In 1995, Luis Lima surpassed the Djan Madruga's record in the 1500-metre freestyle, 1976. After this, broke the record again. His Brazilian record in the 1500-metre freestyle at Olympic pool lasted 11 years, between 1998 and 2009.

In short course, Lima was the South American record holder in the 1500-metre freestyle with a time of 15:00.32 in 1997, beating the record again in 1998 with 14:57.87, and in 1999 with 14:56.82 and then 14m55s44. He is also the former short-course South American record holder of the 800-metre freestyle, with a time of 7:50.22, obtained in 1998.

At 16 years old, Lima went to the 1994 World Aquatics Championships, in Rome, where he finished 12th in the 1500-metre freestyle, and 21st in the 400-metre freestyle.

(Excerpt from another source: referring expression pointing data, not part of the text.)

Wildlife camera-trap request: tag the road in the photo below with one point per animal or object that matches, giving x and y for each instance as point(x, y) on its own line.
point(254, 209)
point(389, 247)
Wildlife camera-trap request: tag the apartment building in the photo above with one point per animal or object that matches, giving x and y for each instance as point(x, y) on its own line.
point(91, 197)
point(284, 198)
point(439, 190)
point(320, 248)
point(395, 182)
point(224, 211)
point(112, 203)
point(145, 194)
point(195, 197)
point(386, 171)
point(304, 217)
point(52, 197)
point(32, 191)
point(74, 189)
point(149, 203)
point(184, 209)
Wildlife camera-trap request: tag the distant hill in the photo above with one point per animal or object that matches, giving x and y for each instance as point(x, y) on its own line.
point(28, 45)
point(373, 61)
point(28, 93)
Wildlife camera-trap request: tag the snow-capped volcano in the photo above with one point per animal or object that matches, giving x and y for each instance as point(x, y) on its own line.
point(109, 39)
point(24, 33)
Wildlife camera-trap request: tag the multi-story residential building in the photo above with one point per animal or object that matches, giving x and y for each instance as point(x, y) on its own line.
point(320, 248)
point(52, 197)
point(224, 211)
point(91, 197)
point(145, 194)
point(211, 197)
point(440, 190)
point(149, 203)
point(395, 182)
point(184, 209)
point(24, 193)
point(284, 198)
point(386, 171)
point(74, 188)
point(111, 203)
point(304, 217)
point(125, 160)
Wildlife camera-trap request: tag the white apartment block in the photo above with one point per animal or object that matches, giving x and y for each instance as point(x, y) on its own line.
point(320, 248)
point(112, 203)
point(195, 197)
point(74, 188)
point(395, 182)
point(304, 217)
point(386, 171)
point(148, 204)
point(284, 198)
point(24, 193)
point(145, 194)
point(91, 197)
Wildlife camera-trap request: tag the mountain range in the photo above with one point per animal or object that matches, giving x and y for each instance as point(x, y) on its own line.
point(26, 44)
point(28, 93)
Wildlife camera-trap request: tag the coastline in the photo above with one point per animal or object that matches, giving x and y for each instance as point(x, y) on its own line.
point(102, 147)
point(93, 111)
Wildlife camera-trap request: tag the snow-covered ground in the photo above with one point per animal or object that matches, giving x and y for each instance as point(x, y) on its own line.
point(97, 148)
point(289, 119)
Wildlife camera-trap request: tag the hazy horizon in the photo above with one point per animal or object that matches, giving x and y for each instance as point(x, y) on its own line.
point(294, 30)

Lima participated in the 1995 FINA World Swimming Championships (25 m). He finished 4th in the 1500-metre freestyle, with a time of 15:08.08. He also swam the 400-metre freestyle.

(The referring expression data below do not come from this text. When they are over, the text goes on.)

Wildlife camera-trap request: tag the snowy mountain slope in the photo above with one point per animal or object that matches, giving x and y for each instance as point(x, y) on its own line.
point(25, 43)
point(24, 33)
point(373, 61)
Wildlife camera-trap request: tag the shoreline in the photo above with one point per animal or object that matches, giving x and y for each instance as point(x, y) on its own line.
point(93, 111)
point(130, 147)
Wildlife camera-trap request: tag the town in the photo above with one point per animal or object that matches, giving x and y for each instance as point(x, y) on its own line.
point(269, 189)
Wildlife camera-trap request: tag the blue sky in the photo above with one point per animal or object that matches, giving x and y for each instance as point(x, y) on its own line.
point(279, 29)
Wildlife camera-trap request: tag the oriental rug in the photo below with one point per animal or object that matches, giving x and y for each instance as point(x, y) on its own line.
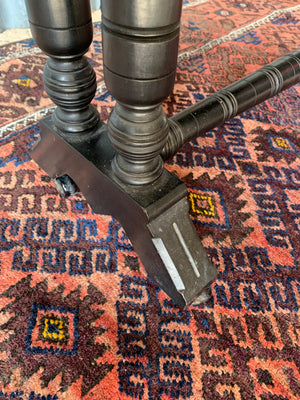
point(79, 318)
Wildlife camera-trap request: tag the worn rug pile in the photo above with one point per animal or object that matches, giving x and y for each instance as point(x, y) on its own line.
point(79, 318)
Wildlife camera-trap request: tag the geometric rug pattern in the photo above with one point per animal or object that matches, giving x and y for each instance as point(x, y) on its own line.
point(79, 318)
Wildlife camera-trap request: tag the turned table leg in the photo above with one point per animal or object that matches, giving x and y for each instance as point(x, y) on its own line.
point(119, 167)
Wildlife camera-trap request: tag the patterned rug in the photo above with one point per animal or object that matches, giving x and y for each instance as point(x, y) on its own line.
point(79, 319)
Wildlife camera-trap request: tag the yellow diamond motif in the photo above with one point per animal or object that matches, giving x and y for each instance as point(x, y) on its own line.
point(54, 329)
point(208, 211)
point(281, 143)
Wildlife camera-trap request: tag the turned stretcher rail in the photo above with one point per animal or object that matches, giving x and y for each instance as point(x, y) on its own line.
point(225, 104)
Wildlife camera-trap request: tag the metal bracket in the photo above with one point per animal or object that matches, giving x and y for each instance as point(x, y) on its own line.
point(155, 217)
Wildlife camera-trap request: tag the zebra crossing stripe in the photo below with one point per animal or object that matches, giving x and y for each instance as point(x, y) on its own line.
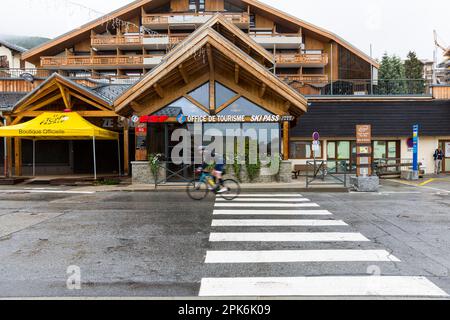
point(287, 237)
point(290, 256)
point(265, 195)
point(266, 200)
point(273, 212)
point(356, 286)
point(277, 223)
point(265, 205)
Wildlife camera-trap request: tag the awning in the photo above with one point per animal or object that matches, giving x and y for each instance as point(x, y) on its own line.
point(58, 126)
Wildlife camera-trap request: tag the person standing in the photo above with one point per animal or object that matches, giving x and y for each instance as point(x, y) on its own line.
point(438, 157)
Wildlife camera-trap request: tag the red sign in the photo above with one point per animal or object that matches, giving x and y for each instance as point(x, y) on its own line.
point(153, 119)
point(141, 130)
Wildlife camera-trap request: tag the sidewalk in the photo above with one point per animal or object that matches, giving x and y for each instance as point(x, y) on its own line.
point(295, 186)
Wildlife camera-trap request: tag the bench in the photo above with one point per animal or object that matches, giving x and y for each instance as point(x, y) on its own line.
point(298, 169)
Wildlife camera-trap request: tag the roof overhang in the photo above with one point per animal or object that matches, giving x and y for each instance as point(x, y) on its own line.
point(212, 40)
point(58, 87)
point(136, 5)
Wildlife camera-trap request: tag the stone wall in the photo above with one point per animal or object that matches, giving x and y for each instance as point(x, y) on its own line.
point(141, 173)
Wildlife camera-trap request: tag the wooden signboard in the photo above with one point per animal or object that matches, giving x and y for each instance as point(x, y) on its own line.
point(141, 142)
point(363, 150)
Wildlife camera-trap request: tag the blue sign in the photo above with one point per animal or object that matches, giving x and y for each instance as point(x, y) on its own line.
point(181, 118)
point(416, 148)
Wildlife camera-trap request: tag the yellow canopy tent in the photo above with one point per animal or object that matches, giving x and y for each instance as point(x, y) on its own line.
point(60, 126)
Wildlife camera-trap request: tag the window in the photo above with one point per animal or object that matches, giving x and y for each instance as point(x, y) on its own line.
point(223, 94)
point(201, 95)
point(341, 156)
point(196, 5)
point(244, 107)
point(303, 150)
point(4, 62)
point(182, 105)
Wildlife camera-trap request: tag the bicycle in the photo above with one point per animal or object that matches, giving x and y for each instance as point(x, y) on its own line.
point(199, 189)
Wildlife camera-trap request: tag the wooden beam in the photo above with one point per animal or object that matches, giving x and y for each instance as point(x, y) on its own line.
point(183, 73)
point(65, 96)
point(286, 106)
point(8, 150)
point(195, 102)
point(18, 157)
point(126, 148)
point(286, 140)
point(226, 104)
point(210, 58)
point(159, 90)
point(21, 115)
point(262, 90)
point(86, 114)
point(236, 73)
point(90, 102)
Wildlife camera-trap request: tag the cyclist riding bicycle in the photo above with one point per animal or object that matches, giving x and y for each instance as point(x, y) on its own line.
point(217, 173)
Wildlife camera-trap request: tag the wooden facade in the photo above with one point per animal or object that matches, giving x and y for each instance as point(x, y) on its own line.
point(148, 30)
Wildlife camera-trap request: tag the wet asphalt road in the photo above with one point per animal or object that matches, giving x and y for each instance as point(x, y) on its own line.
point(154, 244)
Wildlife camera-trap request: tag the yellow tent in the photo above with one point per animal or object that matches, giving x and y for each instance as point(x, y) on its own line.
point(60, 126)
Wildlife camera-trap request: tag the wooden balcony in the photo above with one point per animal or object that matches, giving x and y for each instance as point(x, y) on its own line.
point(162, 21)
point(100, 62)
point(298, 60)
point(281, 40)
point(112, 42)
point(309, 78)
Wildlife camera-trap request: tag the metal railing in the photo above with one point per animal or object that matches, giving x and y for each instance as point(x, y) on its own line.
point(309, 85)
point(190, 17)
point(320, 174)
point(393, 167)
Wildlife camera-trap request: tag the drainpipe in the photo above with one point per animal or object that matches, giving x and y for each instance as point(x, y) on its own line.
point(5, 151)
point(331, 69)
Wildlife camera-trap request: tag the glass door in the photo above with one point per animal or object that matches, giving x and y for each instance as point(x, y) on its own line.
point(445, 146)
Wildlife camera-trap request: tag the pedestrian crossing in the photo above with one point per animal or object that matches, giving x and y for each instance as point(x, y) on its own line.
point(244, 229)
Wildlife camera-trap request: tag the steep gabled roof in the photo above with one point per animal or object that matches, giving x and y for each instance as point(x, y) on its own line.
point(219, 19)
point(52, 84)
point(135, 6)
point(313, 28)
point(200, 39)
point(12, 46)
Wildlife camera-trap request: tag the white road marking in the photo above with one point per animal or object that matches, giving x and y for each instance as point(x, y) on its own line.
point(266, 200)
point(14, 222)
point(289, 256)
point(287, 237)
point(321, 286)
point(265, 195)
point(265, 205)
point(277, 223)
point(47, 191)
point(273, 212)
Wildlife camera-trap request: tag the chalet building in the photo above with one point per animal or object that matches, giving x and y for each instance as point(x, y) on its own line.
point(10, 56)
point(173, 62)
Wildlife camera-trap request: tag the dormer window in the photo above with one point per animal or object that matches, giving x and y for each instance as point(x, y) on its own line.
point(196, 5)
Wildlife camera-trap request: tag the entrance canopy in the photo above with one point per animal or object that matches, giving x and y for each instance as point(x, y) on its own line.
point(58, 126)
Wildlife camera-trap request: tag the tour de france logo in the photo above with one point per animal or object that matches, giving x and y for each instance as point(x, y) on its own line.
point(55, 119)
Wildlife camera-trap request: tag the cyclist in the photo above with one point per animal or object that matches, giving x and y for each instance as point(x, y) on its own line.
point(218, 172)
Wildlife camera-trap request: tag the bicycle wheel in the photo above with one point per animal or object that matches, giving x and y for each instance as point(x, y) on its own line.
point(233, 190)
point(197, 190)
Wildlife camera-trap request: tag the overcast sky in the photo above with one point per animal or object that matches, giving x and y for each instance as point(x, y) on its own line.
point(395, 26)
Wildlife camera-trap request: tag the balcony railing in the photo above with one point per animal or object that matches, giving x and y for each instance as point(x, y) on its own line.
point(302, 59)
point(133, 40)
point(313, 78)
point(307, 85)
point(192, 18)
point(18, 73)
point(87, 61)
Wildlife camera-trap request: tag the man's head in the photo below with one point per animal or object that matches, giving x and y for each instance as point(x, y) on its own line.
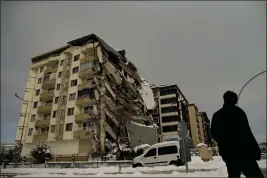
point(230, 97)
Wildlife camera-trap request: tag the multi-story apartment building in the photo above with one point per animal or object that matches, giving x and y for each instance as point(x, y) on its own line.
point(171, 107)
point(73, 95)
point(200, 126)
point(207, 130)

In 1995 Pan American Games, Luiz Lima won the silver medal in the 400-metre and the 1500-metre freestyle.

Lima was at the 1996 Summer Olympics, where he finished 10th in the 4×200-metre freestyle, 11th in the 1500-metre freestyle, and 18th in the 400-metre freestyle.

Lima participated in the 1997 FINA World Swimming Championships (25 m), where he finished 6th in the 1500-metre freestyle and 8th in the 400-metre freestyle.

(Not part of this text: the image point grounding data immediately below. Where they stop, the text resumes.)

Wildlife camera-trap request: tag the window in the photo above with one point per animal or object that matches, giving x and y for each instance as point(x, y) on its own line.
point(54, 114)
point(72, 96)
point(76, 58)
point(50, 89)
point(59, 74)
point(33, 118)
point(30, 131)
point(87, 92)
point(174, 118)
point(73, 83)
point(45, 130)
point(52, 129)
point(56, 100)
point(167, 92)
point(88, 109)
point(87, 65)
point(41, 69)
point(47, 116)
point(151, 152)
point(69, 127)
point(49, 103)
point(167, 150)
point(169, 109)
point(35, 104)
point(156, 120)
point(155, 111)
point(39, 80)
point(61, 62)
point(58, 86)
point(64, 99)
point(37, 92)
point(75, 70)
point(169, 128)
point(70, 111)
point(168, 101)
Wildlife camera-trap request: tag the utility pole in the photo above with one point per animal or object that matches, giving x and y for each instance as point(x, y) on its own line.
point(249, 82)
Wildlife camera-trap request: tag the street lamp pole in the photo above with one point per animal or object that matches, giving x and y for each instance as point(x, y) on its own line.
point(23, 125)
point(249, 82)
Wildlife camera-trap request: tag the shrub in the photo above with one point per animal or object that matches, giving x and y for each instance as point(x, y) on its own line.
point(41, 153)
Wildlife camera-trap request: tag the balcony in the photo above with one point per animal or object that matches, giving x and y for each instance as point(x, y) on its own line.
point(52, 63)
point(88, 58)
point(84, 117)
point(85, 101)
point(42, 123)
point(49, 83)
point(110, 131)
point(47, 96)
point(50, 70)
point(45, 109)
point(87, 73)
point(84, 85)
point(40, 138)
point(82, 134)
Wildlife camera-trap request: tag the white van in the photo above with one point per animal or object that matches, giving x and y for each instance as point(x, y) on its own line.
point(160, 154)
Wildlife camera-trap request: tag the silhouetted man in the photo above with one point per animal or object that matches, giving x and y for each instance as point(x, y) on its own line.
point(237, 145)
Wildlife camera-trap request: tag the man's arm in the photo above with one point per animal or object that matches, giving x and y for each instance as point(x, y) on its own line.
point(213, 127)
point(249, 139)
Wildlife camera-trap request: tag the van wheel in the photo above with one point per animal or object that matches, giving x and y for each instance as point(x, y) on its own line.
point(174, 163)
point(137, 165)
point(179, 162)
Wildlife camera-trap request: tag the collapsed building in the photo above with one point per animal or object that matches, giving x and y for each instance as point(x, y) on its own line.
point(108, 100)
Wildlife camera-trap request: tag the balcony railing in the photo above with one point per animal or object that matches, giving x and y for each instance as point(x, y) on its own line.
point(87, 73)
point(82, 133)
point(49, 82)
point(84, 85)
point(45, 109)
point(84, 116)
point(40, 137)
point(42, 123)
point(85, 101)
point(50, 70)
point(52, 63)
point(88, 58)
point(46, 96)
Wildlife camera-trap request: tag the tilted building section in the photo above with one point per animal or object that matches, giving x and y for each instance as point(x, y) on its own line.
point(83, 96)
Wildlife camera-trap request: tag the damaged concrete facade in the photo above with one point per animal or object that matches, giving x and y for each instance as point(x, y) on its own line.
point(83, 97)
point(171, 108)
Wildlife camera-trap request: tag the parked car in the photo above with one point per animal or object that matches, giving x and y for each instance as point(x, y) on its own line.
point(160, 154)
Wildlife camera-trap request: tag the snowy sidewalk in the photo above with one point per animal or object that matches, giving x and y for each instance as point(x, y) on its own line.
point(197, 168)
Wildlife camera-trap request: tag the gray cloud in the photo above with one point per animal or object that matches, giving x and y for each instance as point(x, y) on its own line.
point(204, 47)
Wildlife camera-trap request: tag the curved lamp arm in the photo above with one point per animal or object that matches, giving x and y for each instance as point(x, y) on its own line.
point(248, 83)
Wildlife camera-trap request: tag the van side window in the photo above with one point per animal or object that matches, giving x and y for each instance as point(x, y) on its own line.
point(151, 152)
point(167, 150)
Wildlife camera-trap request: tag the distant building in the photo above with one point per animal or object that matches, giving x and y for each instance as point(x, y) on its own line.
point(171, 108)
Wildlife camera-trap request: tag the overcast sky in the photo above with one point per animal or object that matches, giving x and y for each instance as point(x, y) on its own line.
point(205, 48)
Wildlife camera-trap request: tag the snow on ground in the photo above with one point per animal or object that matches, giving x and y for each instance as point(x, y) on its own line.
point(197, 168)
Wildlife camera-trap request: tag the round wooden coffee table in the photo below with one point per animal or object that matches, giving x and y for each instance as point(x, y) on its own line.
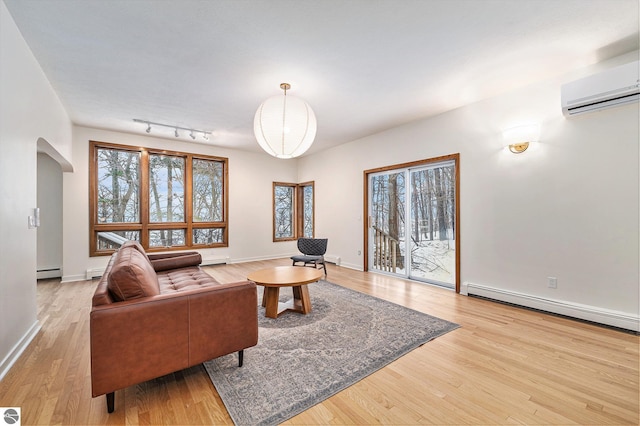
point(296, 277)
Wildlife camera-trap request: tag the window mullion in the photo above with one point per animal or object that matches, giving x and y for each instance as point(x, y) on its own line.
point(144, 198)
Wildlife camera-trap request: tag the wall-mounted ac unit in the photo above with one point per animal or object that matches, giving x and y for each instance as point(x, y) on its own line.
point(614, 87)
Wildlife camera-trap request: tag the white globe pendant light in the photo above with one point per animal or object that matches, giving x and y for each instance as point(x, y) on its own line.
point(285, 126)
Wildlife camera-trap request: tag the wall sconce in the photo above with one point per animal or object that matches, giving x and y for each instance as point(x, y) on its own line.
point(518, 138)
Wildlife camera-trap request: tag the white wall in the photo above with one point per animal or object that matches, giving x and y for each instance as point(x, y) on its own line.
point(49, 233)
point(567, 207)
point(29, 111)
point(250, 200)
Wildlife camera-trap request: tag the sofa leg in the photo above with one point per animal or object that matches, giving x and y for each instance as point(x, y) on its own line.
point(110, 402)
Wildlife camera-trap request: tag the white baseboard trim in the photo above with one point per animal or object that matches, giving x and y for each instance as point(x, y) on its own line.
point(19, 347)
point(48, 273)
point(561, 307)
point(72, 278)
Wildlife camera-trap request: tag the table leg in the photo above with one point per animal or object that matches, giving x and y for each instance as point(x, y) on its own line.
point(270, 301)
point(301, 298)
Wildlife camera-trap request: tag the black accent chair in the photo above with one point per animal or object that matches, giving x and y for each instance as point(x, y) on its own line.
point(313, 250)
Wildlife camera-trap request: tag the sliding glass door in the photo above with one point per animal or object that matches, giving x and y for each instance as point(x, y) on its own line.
point(412, 222)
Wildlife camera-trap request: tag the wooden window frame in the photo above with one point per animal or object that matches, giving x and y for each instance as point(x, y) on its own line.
point(145, 225)
point(455, 158)
point(298, 209)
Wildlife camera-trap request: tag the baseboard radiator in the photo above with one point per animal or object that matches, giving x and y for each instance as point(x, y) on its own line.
point(575, 310)
point(48, 273)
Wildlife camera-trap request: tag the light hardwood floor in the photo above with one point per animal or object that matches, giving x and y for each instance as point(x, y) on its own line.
point(505, 365)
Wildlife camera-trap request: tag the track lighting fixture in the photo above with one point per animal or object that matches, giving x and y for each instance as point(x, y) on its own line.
point(192, 132)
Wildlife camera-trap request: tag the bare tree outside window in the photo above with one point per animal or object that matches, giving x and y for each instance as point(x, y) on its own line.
point(293, 211)
point(118, 186)
point(164, 200)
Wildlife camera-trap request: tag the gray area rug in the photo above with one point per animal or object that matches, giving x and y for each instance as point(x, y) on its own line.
point(301, 360)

At the 1998 World Aquatics Championships, in Perth, Lima went to the 1500-metre freestyle final, finishing in 6th place. He also swam the 400-metre freestyle, where he finished 10th.

At the 1999 FINA World Swimming Championships (25 m), in Hong Kong, Lima was a finalist in the 1500-metre freestyle, finishing 6th, and in the 400-metre freestyle, finishing 8th.

In 1999 Pan American Games, Luis Lima won the gold medal in the 400-metre freestyle, and silver in the 1500-metre freestyle. In the 400-metre freestyle, broke the South American record with a time of 3:52.25.

He participated in the 2000 Summer Olympics, where he finished 13th in the 4×200-metre freestyle, 18th in the 1500-metre freestyle, and 17th in 400-metre freestyle.

Luis Lima also participated in 2003 Pan American Games, staying in 4th place in the 1500-metre freestyle.

At the 2003 World Aquatics Championships, Luis Lima finished 23rd in the 1500-metre freestyle and 17th in the 800-metre freestyle.

At the 2007 World Aquatics Championships, participated in the 5 km Marathon Swimming, finishing in 25th position, with a time of 58:30.0.

On 14 December 2008, accepted the challenge to swim 35 km between Rio de Janeiro's beaches of Leme and Pontal, at Recreio dos Bandeirantes (contest inspired by the famous music of Brazilian singer Tim Maia, "From Leme to Pontal"). In which successfully met.

At the 2009 World Aquatics Championships, Lima participated in the 5 km Marathon Swimming where he finished in 19th place with a mark of 57:11.1.

==Personal life==

Lima is married to Milene Comini and has a daughter. He is Roman Catholic.